No un beso humano. Fue un acto ceremonial, repulsivo, ancestral. Sus lenguas se entrelazaron, la sangre brotó de sus labios, y el deseo primitivo explotó en un acto de profanación. Las cámaras lo captaron. Las redes lo replicaron. Millones lo vieron en directo. Miles vomitaron. Cientos lloraron.

Y Zane… se rió mientras seguía besándola.

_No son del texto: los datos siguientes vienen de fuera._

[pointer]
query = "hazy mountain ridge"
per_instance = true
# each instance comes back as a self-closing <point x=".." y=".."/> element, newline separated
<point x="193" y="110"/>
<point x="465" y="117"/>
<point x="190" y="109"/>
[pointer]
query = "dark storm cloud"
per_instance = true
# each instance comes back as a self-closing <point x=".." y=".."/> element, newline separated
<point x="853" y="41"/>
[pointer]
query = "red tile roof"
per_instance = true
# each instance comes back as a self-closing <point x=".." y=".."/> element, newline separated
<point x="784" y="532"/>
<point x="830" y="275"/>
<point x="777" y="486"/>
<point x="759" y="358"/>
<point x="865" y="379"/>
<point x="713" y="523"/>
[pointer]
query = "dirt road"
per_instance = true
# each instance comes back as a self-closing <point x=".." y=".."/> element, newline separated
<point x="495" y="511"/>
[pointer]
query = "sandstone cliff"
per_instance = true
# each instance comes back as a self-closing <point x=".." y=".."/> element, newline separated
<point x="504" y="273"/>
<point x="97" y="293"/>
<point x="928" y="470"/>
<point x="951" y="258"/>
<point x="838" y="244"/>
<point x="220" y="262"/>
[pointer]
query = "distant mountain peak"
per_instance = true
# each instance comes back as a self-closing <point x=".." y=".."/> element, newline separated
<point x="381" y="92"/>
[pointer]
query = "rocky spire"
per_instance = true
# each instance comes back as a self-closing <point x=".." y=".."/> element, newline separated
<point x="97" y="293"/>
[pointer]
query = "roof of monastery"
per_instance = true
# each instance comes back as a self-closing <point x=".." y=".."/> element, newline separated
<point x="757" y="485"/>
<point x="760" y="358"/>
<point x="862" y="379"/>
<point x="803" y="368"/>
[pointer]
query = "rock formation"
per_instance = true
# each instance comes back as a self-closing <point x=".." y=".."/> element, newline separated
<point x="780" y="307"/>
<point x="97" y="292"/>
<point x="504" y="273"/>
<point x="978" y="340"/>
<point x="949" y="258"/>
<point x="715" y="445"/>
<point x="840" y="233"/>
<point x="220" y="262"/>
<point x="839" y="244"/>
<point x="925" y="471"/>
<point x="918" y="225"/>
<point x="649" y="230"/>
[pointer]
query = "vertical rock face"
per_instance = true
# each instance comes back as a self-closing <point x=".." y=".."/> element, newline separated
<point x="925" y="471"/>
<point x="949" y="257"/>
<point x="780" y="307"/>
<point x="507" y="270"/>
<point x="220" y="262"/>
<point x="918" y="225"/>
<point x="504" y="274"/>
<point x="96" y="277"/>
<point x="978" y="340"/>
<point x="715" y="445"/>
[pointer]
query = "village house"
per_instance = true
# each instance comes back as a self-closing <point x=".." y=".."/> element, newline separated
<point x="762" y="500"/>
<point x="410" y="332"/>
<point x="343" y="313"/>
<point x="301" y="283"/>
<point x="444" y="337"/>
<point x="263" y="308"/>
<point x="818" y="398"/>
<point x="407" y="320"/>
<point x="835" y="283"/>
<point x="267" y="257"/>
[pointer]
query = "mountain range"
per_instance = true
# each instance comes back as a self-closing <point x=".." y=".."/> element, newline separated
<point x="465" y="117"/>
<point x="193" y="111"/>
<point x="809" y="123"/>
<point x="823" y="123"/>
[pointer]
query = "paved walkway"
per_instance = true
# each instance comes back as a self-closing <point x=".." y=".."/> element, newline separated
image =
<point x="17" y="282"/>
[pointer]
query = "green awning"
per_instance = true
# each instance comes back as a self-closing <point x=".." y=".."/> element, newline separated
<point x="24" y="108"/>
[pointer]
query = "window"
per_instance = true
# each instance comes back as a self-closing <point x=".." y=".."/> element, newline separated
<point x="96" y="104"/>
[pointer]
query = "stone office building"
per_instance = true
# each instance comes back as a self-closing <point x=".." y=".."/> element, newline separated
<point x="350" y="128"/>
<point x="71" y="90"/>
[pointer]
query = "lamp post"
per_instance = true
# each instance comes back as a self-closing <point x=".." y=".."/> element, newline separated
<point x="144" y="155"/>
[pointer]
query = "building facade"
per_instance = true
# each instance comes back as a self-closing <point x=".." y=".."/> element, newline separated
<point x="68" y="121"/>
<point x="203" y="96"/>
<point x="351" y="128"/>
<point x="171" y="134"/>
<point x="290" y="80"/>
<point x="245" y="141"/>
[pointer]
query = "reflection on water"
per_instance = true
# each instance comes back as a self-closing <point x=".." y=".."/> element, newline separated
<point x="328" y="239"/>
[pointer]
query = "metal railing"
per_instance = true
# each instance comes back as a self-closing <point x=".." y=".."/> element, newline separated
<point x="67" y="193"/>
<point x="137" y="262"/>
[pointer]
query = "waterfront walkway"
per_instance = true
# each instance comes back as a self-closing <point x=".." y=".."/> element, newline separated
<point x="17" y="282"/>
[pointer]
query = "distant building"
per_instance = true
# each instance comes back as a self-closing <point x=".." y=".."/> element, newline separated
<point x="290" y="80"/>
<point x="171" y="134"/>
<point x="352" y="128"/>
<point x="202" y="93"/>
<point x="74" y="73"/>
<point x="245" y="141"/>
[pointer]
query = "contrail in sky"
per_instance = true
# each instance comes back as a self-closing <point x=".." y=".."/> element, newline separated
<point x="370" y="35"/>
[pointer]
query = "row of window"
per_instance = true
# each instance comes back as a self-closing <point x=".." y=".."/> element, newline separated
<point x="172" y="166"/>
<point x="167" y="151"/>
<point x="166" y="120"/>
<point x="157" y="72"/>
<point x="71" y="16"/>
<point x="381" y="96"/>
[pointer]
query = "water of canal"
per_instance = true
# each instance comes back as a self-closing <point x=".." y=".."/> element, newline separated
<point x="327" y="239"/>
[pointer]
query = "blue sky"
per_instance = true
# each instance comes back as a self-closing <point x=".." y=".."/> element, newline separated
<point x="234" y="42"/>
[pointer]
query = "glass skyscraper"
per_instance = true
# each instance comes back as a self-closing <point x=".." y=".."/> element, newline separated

Cuando finalmente se separó de ella, su mirada se dirigió hacia la multitud. Había algo de ternura en su expresión, pero era un reflejo macabro, una caricatura de compasión. Alzó la voz sin necesidad de gritar. El aire la amplificó.

ZANE (sus ojos destellando fuego):
—Hoy… la iglesia se vacía. Y yo… la lleno de verdad.

Giró lentamente hacia la Basílica. Las puertas estaban abiertas de par en par. Adentro, no quedaban más que sombras y cenizas. Los sacerdotes habían escapado. El Papa se escondía en las criptas. Nadie vendría. Y sin embargo, Zane abrió los brazos.

ZANE (gritando con voz retumbante):
—¡QUIEN CREA EN DIOS, CAMINE HACIA MÍ! ¡QUIEN QUIERA PROBAR SU FE… DEMUÉSTRELO!

Un murmullo estremeció a la multitud. Nadie sabía si moverse o quedarse quieto. Pero decenas se levantaron. Algunos por desesperación. Otros por fanatismo. Muchos por miedo a lo que ocurriría si no lo hacían.

Zane los observó acercarse y arrojó varias cuchillas rituales a sus pies, como quien lanza migajas a las palomas.

ZANE (apuntando a las cuchillas):
—Córtense. Muéstrenme que no me temen. Muéstrenle al mundo que su fe no es de papel.

Varios lo hicieron. Se abrieron los brazos, el pecho, la frente. Se sangraron con lágrimas en los ojos y rezos entrecortados.

Otros, más cuerdos o más cobardes, se negaron. Dieron un paso atrás. Zane los señaló.

ZANE (voz gutural):
—Cobardes. Hipócritas. Ustedes me dieron la espalda cuando más necesitaba ayuda. Hoy… pago con fuego.

Una oleada de fuego negro descendió desde el cielo, envolviendo a los que no se habían cortado. No los quemó por fuera. No los carbonizó. Los desintegró desde adentro. Los cuerpos comenzaron a temblar, a inflarse, y finalmente explotaron en masa como bolsas de sangre a presión.

La plaza se llenó de carne, vísceras y humo.

Y Zane… sonrió como si acabara de dar una bendición.

En la casa de los Monroe, Sienna no podía respirar. Ni moverse. Ni pensar.

El teléfono se le había resbalado de las manos y yacía en el suelo, aún reproduciendo la transmisión en vivo. Las imágenes seguían ahí, crueles, explícitas: Zane, envuelto en una túnica de sombras, besando con devoción a Lilith, la misma criatura que intentó asesinarla meses atrás, la misma que había prometido volver por ella.